Cellikと呼ばれる新たなAndroidのマルウェア・アズ・ア・サービス(MaaS)が、地下のサイバー犯罪フォーラムで宣伝されており、Google Playストアで入手可能なあらゆるアプリに埋め込めるオプションを含む、強力な機能一式を提供している。
具体的には、攻撃者はAndroidの公式アプリストアからアプリを選び、信頼できそうに見え、正規アプリのインターフェースと機能を維持したままのトロイの木馬化バージョンを作成できる。
期待される機能を提供することで、Cellikの感染はより長い期間見過ごされる可能性がある。さらに販売者は、この方法でマルウェアをバンドルすることでPlay Protectを回避できる可能性があると主張しているが、これは未確認だ。
モバイルセキュリティ企業iVerifyは、地下フォーラムでCellikが月額150ドル、または生涯アクセス900ドルで提供されているのを発見した。
Cellikの機能
Cellikは本格的なAndroidマルウェアであり、被害者の画面をリアルタイムでキャプチャしてストリーミングし、アプリ通知を傍受し、ファイルシステムを閲覧し、ファイルを流出させ、データを消去し、暗号化チャネルを介してコマンド&コントロール(C2)サーバーと通信できる。

出典: iVerify
このマルウェアには隠しブラウザモードもあり、攻撃者は被害端末に保存されたCookieを利用して、感染端末からウェブサイトへアクセスできる。
アプリ注入(インジェクション)システムにより、攻撃者は偽のログイン画面を重ねて表示したり、任意のアプリに悪意あるコードを注入したりして、被害者のアカウント認証情報を盗み取れる。
列挙されている機能には、インストール済みアプリにペイロードを注入するオプションも含まれており、長年信頼されてきたアプリが突然悪質化するため、感染の特定はさらに困難になる。

出典: iVerify
しかし最大の特徴は、CellikのAPKビルダーにPlayストア統合が組み込まれている点で、サイバー犯罪者はストア内のアプリを閲覧し、欲しいものを選び、それらの悪意ある亜種を作成できる。

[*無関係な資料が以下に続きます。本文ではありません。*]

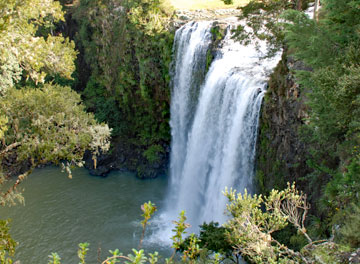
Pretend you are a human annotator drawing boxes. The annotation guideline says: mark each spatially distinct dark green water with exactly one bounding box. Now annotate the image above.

「販売者は、信頼されたアプリにペイロードを包み込むことでGoogle Playのセキュリティ機能を回避し、実質的にPlay Protectの検知を無効化できると主張している」と、iVerifyは説明している。
「Google Play Protectは通常、未知または悪意あるアプリをフラグ付けするが、人気アプリのパッケージ内に隠されたトロイの木馬は、自動レビューや端末レベルのスキャナーをすり抜ける可能性がある。」
BleepingComputerは、Cellikをバンドルしたアプリが実際にPlay Protectを回避できるのかを確認するためGoogleに問い合わせたが、コメントはすぐには得られなかった。
安全を保つため、Androidユーザーは、発行元を信頼できない限り不審なサイトからAPKをサイドロードしないこと、端末でPlay Protectが有効になっていることを確認すること、アプリ権限を見直すこと、そして不審な挙動がないか監視することが推奨される。